Raising capital in this day and age has drastically changed from 10+ years ago. Traditional lenders have stricter requirements for business owners and alternative lenders with less strict requirements have popped up all over the place. There are a variety of different financing options available to business owner seeking to raise capital through these lenders. Therefore it would be wise to know what they expect of you before you approach them for financing. Properly preparing yourself to get approved before approaching a lender will increase your chances of getting approved. Here are 3 ways you can prepare yourself to raise capital in the new economy:
- Build a good personal credit history – A good personal credit history will give you many options when attempting to raise capital. Most traditional banks and lenders will check your personal credit history to determine if you’re a reliable borrower. It’s especially important to have good personal credit history when starting a new business and raising capital from traditional banks. This is because they will focus mainly on your personal credit history to approve or deny you for a startup business loan. They focus mainly on your personal creditability as a startup business owner because your business is most likely not generating revenue and has no credit history of its own.
- Develop a business plan that makes sense – Depending on what type of financing you are applying for, you may have to submit a business plan along with the loan application. This is especially true for SBA loans such as the microloan program. Microloan lenders typically require applicants to submit a business plan along with 3 years of financial projections with their loan application. Even if you don’t need a business plan to apply for a small business loan, it’s still a pretty good idea to write one. I suggest developing a business plan that can be used a guide for operating (and growing) your business.

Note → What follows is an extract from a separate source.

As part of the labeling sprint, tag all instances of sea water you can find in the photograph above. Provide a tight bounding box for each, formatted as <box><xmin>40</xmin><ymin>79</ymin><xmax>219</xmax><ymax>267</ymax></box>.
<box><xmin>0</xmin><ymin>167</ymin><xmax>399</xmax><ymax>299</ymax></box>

- Invest your own funds into the business – According to a recent article by Benjamin Ryan over at the Gallup Business Journal, small start ups thrive when the owners are able to invest their personal savings into the business. When owners lack significant personal savings, the number of new business start ups begin to decline. Investing your own funds into your business could help propel your business into the stratosphere pretty quickly. It could also help increase your chances of being able to get approved for a small business loan. Some lenders may require you to invest a percentage of an approved loan amount in your business before they disperse the funds to you.